DE LA MENTIRA DEL ARTE




En alguna ocasión, Picasso manifestó que “el arte es una mentira que nos hace ver la verdad”; según este pintor, la Verdad no existe en realidad, tan sólo verdades que puedan ir justificando las mentiras (conscientes o inconscientes) sobre las que se sostienen las primeras. Para este creador, el artista no es quien se afana en buscar, sino el que, al hacerlo, encuentra. Y, por consiguiente, en adelante tendrá que convencer a los otros con respecto a la verdad de su recién “encontrada” mentira.


Para que una verdad justifique su veracidad, es menester haber llegado primero a la Verdad Absoluta (el mundo de las ideas, de Platón; la cosa en sí, de Kant; el Absoluto, de Hegel; etcétera), como ninguno ha llegado a ésta, más allá del simple papel, luego entonces, ninguna verdad por grande o pequeña que sea, debe ser tomada tan en serio; es decir, más allá de lo que enuncia o pretende expresar. Para ejemplificar esto, continuare sirviéndome de las palabras de Pablo Picasso, él decía que “el arte no evoluciona”, lo que significa que, ni una verdad cultivada a través del tiempo tiene por que volverse más verdadera, ni que una acumulación de verdades tiene por fuerza que llegar a ser una Verdad con mayúscula, sino que, simple y sencillamente las ideas y la concepción del mundo habrán de ir modificándose, lo mismo que su forma de manifestarlas.
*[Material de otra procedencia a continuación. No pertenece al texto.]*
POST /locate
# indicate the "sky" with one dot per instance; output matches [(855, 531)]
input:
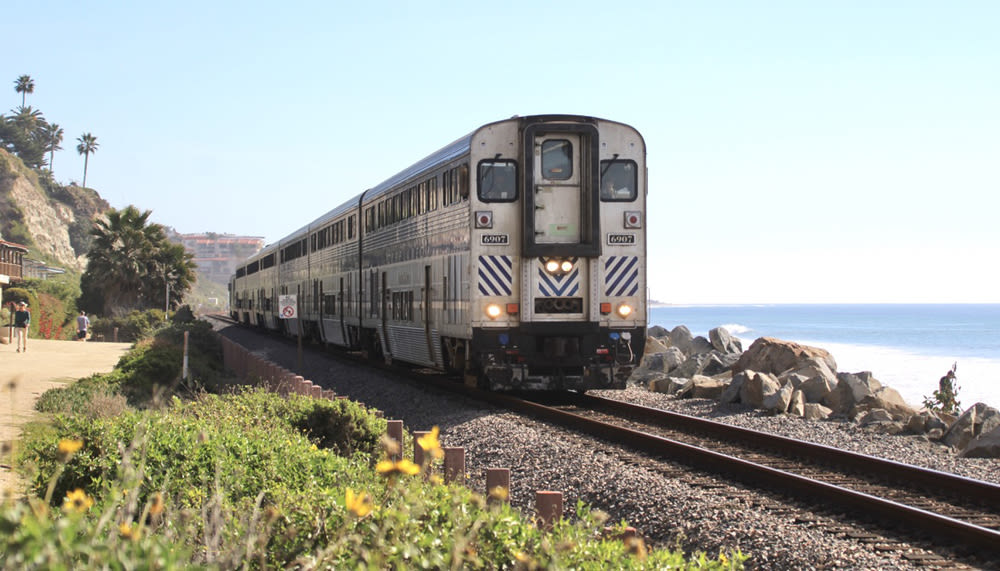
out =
[(798, 151)]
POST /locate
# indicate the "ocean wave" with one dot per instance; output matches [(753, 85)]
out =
[(916, 375), (736, 328)]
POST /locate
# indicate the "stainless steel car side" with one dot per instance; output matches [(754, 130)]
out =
[(514, 256)]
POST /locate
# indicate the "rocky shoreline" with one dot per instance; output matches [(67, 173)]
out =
[(784, 378)]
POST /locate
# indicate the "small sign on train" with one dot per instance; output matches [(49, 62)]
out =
[(288, 306)]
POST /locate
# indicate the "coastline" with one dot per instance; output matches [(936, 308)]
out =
[(906, 346)]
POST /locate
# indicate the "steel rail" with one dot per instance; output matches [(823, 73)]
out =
[(985, 492), (962, 533)]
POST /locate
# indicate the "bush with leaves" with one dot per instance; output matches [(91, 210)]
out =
[(132, 327), (221, 482)]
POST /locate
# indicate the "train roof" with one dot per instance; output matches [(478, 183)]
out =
[(441, 156)]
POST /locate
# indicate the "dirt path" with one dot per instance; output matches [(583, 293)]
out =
[(25, 376)]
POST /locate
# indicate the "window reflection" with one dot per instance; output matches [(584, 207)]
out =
[(619, 180), (497, 181), (557, 159)]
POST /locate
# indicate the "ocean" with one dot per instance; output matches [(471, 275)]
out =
[(907, 347)]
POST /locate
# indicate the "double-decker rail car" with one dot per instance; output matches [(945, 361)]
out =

Y ello no significa que una sea más verdadera que las demás, tan sólo diferente (o diffèrance, aplicando un término acuñado por el filósofo Derrida, el cual nos servirá para clarificar mejor nuestro propio tema cuando lo retomemos más adelante).


Pero entonces ─se preguntaran, algunas pocas mentes analíticas─, ¿Si no existe evolución en el arte, qué más queda? Pues bien, lo único que persiste es tan sólo un gráfico de altibajos en el que, dependiendo del grado de lucidez y capacidades de sus creadores en una determinada época, el arte en general brillara o se tornara más opaco respecto a un período de tiempo con referencia a otro, lo que quiere decir que el nivel artístico alcanzado en cierto momento histórico dependerá, ya no de una evolución con respecto a la obra de los creadores precedentes, sino de la penetración con la que los creadores actuales aborden su presente, ya que de ello dependerá que su obra se mantenga ahí mismo: en el presente.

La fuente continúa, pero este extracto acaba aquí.